Rajiv Gandhi Centre for Biotechnology (RGCB)
- Former names: Centre for Development of Education, Science and Technology (C-DEST) Rajiv Gandhi Centre for Development of Education, Science and Technology (RGC-DEST)
- Motto: Discoveries for better tomorrow
- Established: 1990; 36 years ago
- Parent institution: Ministry of Science and Technology (Department of Biotechnology), Government of India
- Academic affiliations: University of Kerala Regional Centre for Biotechnology Manipal Academy of Higher Education
- Director: Chandrabhas Narayana
- Academic staff: 45
- Administrative staff: 27 + 54
- Address: Thycaud Post, Poojappura, Thiruvananthapuram - 695 014, Kerala, India, Thiruvananthapuram, Kerala
- Campus: Urban
- Website: https://rgcb.res.in/

= Rajiv Gandhi Centre for Biotechnology =

Research Institute in India

Rajiv Gandhi Centre for Biotechnology is a research institute in India, exclusive devoted to research in Molecular Biology and Biotechnology. It is located at Thiruvananthapuram, the capital city of the state of Kerala in India. This centre is an autonomous institute under the Department of Biotechnology of the Govt. of India. Previously, it was an R&D centre under Kerala State Council for Science, Technology and Environment which is a funding agency for research Institutes and centers in Kerala.

==History==
The centre was inaugurated on 18 November 2002 by then President of India, Dr.
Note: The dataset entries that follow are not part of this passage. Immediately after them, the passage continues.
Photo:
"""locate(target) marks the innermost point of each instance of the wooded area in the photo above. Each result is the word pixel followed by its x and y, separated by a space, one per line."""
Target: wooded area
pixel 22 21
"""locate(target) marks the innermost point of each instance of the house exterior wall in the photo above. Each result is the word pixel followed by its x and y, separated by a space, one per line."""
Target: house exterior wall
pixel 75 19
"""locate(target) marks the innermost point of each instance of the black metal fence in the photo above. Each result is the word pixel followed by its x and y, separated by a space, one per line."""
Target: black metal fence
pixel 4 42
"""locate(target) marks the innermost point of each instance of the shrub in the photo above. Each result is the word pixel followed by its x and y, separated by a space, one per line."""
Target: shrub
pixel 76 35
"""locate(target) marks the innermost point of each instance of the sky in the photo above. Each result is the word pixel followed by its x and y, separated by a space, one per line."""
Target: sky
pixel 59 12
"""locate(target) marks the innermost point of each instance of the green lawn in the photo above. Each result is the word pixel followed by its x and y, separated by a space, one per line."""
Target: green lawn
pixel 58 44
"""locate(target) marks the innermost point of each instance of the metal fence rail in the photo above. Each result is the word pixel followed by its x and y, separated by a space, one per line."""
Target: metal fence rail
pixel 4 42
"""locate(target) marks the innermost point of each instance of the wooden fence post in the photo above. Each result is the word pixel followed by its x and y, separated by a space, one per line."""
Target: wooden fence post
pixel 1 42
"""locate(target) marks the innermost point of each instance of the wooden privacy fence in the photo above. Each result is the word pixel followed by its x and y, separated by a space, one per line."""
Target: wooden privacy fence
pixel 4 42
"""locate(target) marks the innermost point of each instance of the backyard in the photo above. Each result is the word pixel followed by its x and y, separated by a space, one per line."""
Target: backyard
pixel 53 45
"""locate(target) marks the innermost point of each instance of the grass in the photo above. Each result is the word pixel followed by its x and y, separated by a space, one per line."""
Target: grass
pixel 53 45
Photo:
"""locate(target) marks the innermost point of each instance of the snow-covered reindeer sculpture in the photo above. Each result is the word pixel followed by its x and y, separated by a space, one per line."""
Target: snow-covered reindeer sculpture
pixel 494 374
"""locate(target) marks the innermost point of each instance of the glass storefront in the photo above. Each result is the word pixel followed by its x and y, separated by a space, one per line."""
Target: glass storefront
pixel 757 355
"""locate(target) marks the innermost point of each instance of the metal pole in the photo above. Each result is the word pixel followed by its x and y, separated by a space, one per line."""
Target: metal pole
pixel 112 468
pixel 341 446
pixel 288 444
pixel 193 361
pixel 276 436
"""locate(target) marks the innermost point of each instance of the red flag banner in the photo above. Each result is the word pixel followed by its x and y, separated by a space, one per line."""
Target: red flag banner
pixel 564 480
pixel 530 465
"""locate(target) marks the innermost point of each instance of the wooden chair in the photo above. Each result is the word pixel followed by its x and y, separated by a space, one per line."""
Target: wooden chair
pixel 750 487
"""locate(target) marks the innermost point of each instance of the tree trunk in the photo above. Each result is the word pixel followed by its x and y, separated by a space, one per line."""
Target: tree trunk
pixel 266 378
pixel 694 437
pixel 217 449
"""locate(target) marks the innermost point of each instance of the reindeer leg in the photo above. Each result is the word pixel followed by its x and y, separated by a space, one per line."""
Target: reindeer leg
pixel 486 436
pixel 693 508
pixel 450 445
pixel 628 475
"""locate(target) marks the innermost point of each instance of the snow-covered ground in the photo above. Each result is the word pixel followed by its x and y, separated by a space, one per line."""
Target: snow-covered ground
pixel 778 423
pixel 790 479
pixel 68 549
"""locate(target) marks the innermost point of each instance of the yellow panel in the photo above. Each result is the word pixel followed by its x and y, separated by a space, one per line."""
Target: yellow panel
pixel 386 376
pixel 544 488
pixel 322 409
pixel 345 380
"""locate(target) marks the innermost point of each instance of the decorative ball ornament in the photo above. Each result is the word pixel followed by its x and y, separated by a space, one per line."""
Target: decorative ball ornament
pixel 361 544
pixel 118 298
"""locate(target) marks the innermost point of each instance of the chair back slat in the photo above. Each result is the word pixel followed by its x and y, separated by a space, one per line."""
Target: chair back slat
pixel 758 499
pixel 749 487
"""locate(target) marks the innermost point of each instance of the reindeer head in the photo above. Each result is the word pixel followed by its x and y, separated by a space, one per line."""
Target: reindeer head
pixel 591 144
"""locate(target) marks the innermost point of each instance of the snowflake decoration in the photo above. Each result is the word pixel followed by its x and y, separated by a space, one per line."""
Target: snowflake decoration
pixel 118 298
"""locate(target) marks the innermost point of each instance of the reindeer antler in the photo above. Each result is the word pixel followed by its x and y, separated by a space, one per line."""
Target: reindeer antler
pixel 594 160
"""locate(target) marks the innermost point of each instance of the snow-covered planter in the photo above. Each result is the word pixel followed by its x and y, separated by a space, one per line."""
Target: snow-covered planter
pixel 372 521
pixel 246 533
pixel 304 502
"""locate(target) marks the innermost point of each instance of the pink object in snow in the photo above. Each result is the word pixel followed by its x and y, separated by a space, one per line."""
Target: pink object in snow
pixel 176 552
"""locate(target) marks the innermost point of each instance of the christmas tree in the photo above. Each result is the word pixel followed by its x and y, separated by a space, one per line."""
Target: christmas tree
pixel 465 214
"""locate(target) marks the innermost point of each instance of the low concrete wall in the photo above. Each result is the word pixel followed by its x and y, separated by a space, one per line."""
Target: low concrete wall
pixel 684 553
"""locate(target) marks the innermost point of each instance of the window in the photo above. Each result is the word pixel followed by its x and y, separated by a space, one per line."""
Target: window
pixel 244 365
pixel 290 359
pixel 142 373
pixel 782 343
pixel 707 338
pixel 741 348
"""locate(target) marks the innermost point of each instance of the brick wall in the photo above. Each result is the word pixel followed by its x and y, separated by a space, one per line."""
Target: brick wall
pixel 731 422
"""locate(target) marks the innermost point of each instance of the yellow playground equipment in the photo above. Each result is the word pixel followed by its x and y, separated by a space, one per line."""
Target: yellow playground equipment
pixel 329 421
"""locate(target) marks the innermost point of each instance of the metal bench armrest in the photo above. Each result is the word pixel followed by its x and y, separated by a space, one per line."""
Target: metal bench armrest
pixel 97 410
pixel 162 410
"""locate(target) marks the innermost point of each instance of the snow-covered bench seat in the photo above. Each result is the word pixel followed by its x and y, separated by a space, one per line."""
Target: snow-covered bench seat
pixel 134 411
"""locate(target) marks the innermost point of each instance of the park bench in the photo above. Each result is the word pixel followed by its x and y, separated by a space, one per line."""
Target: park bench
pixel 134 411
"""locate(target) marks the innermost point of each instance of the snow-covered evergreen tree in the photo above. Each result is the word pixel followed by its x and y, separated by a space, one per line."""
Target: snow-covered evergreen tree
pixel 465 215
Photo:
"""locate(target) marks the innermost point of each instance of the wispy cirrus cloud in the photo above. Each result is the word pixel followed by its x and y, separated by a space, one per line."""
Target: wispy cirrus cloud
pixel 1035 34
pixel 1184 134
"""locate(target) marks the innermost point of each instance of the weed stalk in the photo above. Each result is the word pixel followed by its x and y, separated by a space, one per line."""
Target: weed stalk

APJ Abdul Kalam. The institute has highly focused research departments working on different areas of biological sciences under following areas.

- Cancer Research
- Cardiovascular Disease & Diabetes Biology
- Pathogen Biology
- Regenerative Biology
- Plant Biotechnology & Disease Biology
- Neurobiology
- Reproduction Biology
- Transdisciplinary Biology

The Center has a regional facility for Genetic Fingerprinting, which provides DNA analysis services for forensic & criminal investigations, paternity disputes, identification of wildlife remains, authentication of plants and seeds besides a battery of molecular diagnostics for genetic and infectious diseases. RGCB is also a major provider of laboratory and infrastructure services to other academic and research institutions. RGCB has a strength of 25 scientists, 120 Ph.D. students and around 100 research project staff. The centre has good infrastructural facilities for carrying out research in the field of Biotechnology. Financial support of Rs. 100 crores sanctioned by the Govt. of India in 2008, for a period of 3 years, apart from the yearly allocation of Rs. 25 crores, aims at making RGCB a world class research centre in the near future. RGCB is set to expand further into a second campus at Aakkulum shortly. It would focus on R & D and also provide a unique "TEST & PROVE" facility to encourage biotechnology.
BioSpectrum magazine ranked Bio-Technology course at RGCB as second best in the country only after Institute of Chemical Technology, Mumbai.

RGCB started setting up a BSL4 lab in 2020.